Sermons

Summary: Second sermon that focuses on God the Father choosing us to be his children. It uses biblical, not theological, language to teach about election.

This winter I want to dwell on the subject of salvation. Because the more we understand our salvation, the more we understand our identity as Christians, our mission as a church, and the more we appreciate and worship the God of our salvation. I’ve been gone a few weeks, so let me remind you where I left off. Sin.

Introduction: Sin is defined in a variety of ways in the Bible. It is . . .

1. Sin is missing the mark. It is an archery term. You shoot for the bulls eye, and anything outside the bulls eye is a miss. It might be pretty good, but it isn't perfect.

Jesus laid out the standard when he said, "Be perfect as my Father is perfect." Hitting the mark is doing what God created us to do, being who God created us to be. It is living life to the absolute full. All the time. It isn't just the absence of evil, but the complete presence of good. When we don’t do the good we are called to do we call these sins of omission–things we SHOULD have done but didn't. If you see someone who needs your help and ignore that, you sin.

2. Sin is trespassing–stepping over a line that we shouldn't step over. You aren’t suppose to take things that don’t belong to you. You see a nice iPod in the store and it fits in your pocket, so you cross the line and steal it. You might say this is the original sin. God said to Adam and Eve, "Eat fruit from all the trees, but not this one tree." That was a line. Crossing that line, eating the fruit, was a trespass, a sin.

3. The real heart of sin, though, is childish rebellion. Plain defiance to the authority of God. Like a two year old child who hears mommy say, "No," but does it anyway, we are rebellious creatures. We defy God, his authority, his definition of right and wrong, when we sin.
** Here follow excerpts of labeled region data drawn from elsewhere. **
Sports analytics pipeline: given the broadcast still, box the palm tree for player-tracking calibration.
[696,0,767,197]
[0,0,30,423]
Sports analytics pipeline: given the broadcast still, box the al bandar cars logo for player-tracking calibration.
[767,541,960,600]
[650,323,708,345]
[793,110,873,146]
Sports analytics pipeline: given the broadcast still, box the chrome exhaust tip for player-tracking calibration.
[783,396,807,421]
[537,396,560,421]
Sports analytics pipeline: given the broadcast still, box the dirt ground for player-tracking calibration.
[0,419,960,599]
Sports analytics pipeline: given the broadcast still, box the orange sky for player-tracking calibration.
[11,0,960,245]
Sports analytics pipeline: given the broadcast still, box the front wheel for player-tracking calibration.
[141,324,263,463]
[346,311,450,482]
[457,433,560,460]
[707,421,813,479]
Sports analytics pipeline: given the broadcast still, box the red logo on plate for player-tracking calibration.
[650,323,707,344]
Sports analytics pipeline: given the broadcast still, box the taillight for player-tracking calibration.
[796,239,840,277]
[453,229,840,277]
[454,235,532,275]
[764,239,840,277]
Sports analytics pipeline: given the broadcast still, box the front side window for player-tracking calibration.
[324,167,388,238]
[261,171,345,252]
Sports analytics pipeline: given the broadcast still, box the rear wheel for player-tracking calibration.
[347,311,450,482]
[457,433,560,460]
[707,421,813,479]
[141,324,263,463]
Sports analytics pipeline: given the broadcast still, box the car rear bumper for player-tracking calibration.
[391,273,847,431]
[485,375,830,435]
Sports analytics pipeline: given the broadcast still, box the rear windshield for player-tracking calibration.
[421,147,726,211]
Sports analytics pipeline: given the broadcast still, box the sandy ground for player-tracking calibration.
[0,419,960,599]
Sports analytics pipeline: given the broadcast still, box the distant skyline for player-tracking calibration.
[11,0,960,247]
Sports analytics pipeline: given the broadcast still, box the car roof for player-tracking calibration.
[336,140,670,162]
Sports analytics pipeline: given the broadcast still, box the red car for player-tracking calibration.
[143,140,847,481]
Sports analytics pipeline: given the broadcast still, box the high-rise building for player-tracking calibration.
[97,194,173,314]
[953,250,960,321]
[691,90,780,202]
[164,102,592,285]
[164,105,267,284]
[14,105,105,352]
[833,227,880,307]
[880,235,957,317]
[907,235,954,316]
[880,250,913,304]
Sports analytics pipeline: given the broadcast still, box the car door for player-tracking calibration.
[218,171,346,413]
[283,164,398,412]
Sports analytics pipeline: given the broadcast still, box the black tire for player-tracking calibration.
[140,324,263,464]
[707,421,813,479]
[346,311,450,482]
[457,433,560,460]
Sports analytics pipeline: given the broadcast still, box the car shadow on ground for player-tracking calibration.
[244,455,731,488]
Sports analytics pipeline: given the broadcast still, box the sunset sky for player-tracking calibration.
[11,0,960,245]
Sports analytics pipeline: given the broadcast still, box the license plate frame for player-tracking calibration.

I'm going to do it MY way!

So sin is this combination of missing the mark, crossing the line, and rebelling against God.

All of that, according to the Bible leaves us . . .

I. Orphaned

Psalm 51:3-4 For I know my transgressions,

and my sin is always before me.

4 Against you, you only, have I sinned

and done what is evil in your sight,

so that you are proved right when you speak

and justified when you judge.”

A. Sin destroys relationship.

1. It destroys relationship with other people.

2. And, worst of all, with God. We were born, created, to have an ongoing relationship with our Father God. Sin breaks it. And like the Prodigal Son we live in a strange land amidst pigs, spiritually starving, lonely, and dying. “Orphan” is an image of the horrible result of sin. When our relationship with Father God is severed, then we are left spiritual orphans.

3. Orphans are also a reality in this world: kids without parents, left homeless and cut off from the God-given means of raising healthy children. One of the saddest images of the broken human condition is an orphan–homesick, alone, discarded.

4. We visited an orphanage in Delhi. Pastor Varghese Thomas and his wife (Valsamma) started an orphanage about ten or twelve years ago that now has around forty children. We met them all in the Thomas’ living room and then followed them to the orphanage to see where they lived.

a. For some reason I never look forward to visiting orphanages. I should, but I don’t. And I wondered why on this trip. I think it is because orphans are a result of the brokenness of the world. Kids shouldn’t be abandoned. It is on of the saddest realities of our world.

b. But I am always surprised by the joy that I find in every orphanage I visit. Because they are Christian orphanages. The kids are loved, cared for, they are given hope and a future. They are happy. It’s like they know where they COULD be (alone on the street), they know where the ARE (in a place where they are loved) and they are happy! They feel fortunate (ironically, they feel more fortunate than our own kids who have their own rooms and all kinds of toys and a set of parents). The orphans have a sense of being adopted.

5. Listen to Jesus in John 14:18. John 14:18 “I will not leave you as orphans; I will come to you.” Our sin has cut us off from God, orphaned us, but the good news is: we are still loved and

B. Our Father is still alive.

That brings us to Ephesians 1. We’ll start at verse 3.

Ephesians 1:3-13

Praise be to the God and Father of our Lord Jesus Christ, who has blessed us in the heavenly realms with every spiritual blessing in Christ. 4 For he chose us in him before the creation of the world to be holy and blameless in his sight. In love 5 hec predestined us to be adopted as his sons through Jesus Christ, in accordance with his pleasure and will— 6 to the praise of his glorious grace, which he has freely given us in the One he loves. 7 In him we have redemption through his blood, the forgiveness of sins, in accordance with the riches of God's grace 8 that he lavished on us with all wisdom and understanding. 9 And he made known to us the mystery of his will according to his good pleasure, which he purposed in Christ, 10 to be put into effect when the times will have reached their fulfillment — to bring all things in heaven and on earth together under one head, even Christ.